This repository contains the code associated with the following paper:
Claim Optimization in Computational Argumentation by Gabriella Skitalinskaya, Maximilian Spliethöver, Henning Wachsmuth
To obtain access to BART checkpoints, along with BERT, SBERT and SVMRank models, please reach out to Gabriella Skitalinskaya (email can be found in paper).

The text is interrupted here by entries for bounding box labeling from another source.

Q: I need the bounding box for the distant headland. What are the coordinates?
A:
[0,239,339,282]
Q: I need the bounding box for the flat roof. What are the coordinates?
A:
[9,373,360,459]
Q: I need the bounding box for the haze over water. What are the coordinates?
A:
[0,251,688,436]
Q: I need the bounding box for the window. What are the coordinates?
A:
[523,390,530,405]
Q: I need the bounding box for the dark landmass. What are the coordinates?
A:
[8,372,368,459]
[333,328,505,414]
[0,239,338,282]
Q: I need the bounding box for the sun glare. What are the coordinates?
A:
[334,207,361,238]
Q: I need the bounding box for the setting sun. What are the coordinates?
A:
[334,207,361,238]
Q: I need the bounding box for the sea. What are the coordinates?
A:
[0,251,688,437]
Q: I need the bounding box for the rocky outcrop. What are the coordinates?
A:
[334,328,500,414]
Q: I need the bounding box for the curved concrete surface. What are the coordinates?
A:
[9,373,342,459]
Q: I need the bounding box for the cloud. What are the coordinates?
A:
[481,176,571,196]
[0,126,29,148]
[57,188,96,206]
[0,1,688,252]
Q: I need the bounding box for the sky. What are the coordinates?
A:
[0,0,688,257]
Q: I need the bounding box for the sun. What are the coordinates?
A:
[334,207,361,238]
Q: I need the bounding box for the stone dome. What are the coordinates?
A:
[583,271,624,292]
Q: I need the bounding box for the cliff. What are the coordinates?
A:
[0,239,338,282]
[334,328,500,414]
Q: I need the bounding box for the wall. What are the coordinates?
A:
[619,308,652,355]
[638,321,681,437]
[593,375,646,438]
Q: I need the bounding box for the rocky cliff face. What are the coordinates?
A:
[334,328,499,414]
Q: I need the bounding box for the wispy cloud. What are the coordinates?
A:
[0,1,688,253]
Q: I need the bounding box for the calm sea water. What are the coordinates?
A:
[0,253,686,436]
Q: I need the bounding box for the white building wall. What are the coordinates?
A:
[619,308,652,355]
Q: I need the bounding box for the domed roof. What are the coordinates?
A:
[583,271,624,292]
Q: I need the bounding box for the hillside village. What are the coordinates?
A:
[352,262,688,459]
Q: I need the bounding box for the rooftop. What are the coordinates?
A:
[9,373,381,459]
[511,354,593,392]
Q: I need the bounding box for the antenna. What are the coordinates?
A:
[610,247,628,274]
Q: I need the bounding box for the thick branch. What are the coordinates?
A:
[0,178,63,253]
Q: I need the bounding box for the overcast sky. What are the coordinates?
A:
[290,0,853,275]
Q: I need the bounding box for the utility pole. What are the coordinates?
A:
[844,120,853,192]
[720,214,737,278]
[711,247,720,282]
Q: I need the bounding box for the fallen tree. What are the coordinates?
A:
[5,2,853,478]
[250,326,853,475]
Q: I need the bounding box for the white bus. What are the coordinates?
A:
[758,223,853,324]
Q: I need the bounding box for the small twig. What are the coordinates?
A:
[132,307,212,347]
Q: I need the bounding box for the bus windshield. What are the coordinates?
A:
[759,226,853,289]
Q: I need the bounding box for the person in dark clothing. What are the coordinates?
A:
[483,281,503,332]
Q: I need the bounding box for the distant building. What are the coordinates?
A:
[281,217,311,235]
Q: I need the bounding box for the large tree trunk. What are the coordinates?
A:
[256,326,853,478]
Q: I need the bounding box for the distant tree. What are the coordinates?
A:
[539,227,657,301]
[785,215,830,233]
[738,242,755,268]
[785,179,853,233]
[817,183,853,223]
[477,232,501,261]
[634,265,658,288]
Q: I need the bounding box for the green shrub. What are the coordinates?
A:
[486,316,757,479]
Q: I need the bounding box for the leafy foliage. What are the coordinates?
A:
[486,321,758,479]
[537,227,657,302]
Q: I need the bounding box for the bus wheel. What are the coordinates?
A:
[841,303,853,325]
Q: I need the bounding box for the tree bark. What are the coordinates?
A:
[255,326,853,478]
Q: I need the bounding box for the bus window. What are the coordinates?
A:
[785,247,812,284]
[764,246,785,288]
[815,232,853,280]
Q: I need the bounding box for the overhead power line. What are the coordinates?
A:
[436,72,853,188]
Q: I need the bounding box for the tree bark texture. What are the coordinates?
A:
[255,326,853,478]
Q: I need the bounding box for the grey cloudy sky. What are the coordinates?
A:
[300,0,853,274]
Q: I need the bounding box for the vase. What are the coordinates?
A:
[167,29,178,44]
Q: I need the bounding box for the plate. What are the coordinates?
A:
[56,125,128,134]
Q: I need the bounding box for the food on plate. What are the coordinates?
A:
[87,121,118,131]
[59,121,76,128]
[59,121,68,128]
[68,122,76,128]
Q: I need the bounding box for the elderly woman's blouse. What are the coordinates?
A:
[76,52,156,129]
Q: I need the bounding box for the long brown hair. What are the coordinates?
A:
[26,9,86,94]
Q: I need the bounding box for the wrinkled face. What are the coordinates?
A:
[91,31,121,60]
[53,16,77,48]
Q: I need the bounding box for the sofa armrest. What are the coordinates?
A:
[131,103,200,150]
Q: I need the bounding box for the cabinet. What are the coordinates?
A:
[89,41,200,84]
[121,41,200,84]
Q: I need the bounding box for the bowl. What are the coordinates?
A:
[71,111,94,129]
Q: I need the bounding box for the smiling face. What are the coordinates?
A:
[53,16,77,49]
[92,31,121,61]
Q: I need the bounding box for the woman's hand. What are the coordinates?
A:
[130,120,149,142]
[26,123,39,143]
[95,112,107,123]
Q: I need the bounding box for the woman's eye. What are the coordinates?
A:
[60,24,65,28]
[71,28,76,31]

Let us know if you have any questions.
pip install torch==1.3.1
pip install numpy==1.19.2
pip install --editable .
In the fairseq/data folder you can put the three dataset configurations each containing train.source , train.target , val.source , val.target files.
BPE preprocessing:
for SPLIT in train val test
do
for LANG in source target
do
python -m examples.roberta.multiprocessing_bpe_encoder \
--encoder-json encoder.json \
--vocab-bpe vocab.bpe \
--inputs "/data/no_context/$SPLIT.$LANG" \
--outputs "/data/no_context/$SPLIT.bpe.$LANG" \
--workers 60 \
--keep-empty;
done
done
Binarizing dataset:
fairseq-preprocess \
--source-lang "source" \
--target-lang "target" \
--trainpref "/data/no_context/train.bpe" \
--validpref "/data/no_context/val.bpe" \
--destdir "/data/no_context" \
--workers 60 \
--srcdict dict.txt \
--tgtdict dict.txt;
Model training:
TOTAL_NUM_UPDATES=20000
WARMUP_UPDATES=500
LR=3e-05
MAX_TOKENS=1024
UPDATE_FREQ=8
python train.py data/no_context\
--restore-file ../bart.large/model.pt \
--max-tokens $MAX_TOKENS \
--task translation \
--source-lang source --target-lang target \
--truncate-source \
--truncate-target \
--layernorm-embedding \
--share-all-embeddings \
--share-decoder-input-output-embed \
--reset-optimizer --reset-dataloader --reset-meters \
--required-batch-size-multiple 1 \
--arch bart_large \
--criterion label_smoothed_cross_entropy \
--label-smoothing 0.1 \
--dropout 0.1 --attention-dropout 0.1 \
--weight-decay 0.01 --optimizer adam --adam-betas "(0.9, 0.999)" --adam-eps 1e-08 \
--clip-norm 0.1 \
--lr-scheduler polynomial_decay --lr $LR --total-num-update $TOTAL_NUM_UPDATES --warmup-updates $WARMUP_UPDATES \
--memory-efficient-fp16 --update-freq $UPDATE_FREQ \
--save-dir "checkpoint-opt/3types/no_context" \
--ddp-backend=no_c10d \
--skip-invalid-size-inputs-valid-test \
--max-epoch 10 \
--find-unused-parameters;
Candidate generation:
Before running SVMRank-related experiments, follow the instructions to installing PySVMRank as described here.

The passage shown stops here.